Add unresolved comments, and annotated unresolved with target stage

lauralorenz · lauralorenz · commit 1515af5705d8 · 2024-10-04T10:41:39.000-07:00
Signed-off-by: Laura Lorenz &lt;lauralorenz@google.com&gt;
diff --git a/keps/sig-node/4603-tune-crashloopbackoff/README.md b/keps/sig-node/4603-tune-crashloopbackoff/README.md
@@ -528,6 +528,10 @@ of ~5 QPS when deploying 110 mass crashing pods for our tests, even with
 instantly crashing pods and intantaneously restarting CrashLoopBackOff behavior,
 `/pods` API requests quickly normalized to ~2 QPS. In the same tests, runtime
 CPU usage increased by x10 and the API server CPU usage increased by 2x.

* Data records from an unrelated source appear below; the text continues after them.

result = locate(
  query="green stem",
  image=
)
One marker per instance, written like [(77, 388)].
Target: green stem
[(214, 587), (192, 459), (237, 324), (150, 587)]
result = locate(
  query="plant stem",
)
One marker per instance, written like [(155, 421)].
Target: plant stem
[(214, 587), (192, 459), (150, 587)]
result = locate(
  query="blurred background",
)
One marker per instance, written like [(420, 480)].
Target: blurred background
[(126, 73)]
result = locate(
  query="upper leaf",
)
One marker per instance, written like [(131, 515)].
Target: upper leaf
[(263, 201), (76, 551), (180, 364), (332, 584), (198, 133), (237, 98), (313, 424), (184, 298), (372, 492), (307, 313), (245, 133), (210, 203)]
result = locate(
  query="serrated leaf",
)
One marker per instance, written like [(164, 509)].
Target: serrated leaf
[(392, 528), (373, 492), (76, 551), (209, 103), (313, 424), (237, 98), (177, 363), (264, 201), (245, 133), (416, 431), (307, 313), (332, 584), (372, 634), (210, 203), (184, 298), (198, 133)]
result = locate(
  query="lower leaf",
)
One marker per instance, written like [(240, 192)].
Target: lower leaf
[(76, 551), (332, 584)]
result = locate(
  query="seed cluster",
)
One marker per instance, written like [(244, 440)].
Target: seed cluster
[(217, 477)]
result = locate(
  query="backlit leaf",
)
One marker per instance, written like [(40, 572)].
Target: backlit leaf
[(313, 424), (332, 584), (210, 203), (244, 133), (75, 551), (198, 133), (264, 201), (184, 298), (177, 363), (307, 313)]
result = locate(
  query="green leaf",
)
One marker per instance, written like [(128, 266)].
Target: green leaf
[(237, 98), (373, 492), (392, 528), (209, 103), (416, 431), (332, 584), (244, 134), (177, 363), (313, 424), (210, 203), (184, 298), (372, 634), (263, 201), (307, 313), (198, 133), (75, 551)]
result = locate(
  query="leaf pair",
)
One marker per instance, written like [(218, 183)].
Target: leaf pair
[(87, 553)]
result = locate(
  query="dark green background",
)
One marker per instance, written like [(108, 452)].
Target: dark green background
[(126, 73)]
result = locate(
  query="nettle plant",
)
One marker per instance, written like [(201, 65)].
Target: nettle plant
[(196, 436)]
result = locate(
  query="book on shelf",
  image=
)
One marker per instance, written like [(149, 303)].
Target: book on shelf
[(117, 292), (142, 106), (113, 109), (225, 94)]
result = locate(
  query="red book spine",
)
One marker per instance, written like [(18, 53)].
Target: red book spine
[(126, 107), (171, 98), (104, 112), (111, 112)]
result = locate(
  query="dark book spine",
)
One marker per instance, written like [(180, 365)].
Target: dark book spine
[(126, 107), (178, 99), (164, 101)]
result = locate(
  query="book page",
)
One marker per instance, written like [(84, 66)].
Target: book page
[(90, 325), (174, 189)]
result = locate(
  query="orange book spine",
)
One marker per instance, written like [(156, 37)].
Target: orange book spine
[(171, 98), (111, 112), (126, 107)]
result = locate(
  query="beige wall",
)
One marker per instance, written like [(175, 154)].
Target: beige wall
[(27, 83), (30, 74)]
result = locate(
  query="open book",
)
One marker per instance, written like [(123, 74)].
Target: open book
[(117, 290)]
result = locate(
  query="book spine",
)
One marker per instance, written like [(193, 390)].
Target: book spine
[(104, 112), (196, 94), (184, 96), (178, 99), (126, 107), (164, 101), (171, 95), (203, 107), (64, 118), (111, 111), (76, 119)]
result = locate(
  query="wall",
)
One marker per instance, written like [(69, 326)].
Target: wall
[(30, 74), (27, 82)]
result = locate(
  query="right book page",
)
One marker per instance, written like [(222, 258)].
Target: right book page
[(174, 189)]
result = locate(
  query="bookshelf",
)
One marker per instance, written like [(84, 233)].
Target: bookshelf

+<<[UNRESOLVED non blocking]If you were testing this on a small cluster without a lot of
+additional load, the 2x increase in apiserver cpu usage is probably not a
+particularly useful metric. Might be worth mentioning the raw numbers here
+instead.>> <<[/UNRESOLVED]>>
 
 For both of these changes, by passing these changes through the existing
 SIG-scalability tests, while pursuing manual and more detailed periodic
@@ -587,8 +591,8 @@ excess restarts every 5 minutes after that; each crashing pod would be
 contributing an excess of ~1550 pod state transition API requests, and fully
 saturated node with a full 110 crashing pods would be adding 170,500 new pod
 transition API requests every five minutes, which is an an excess of ~568
-requests/10s. <<[!UNRESOLVED kubernetes default for the kubelet client rate
-limit and how this changes by machine size]>> <<[UNRESOLVED]>>
+requests/10s. <<[!UNRESOLVED non blocking: kubernetes default for the kubelet
+client rate limit and how this changes by machine size]>> <<[UNRESOLVED]>>
 
 
 ## Design Details 
@@ -866,7 +870,7 @@ behaviors common to all pod restarts"](code-diagram-for-restarts.png "Kubelet
 and Container Runtime restart code paths")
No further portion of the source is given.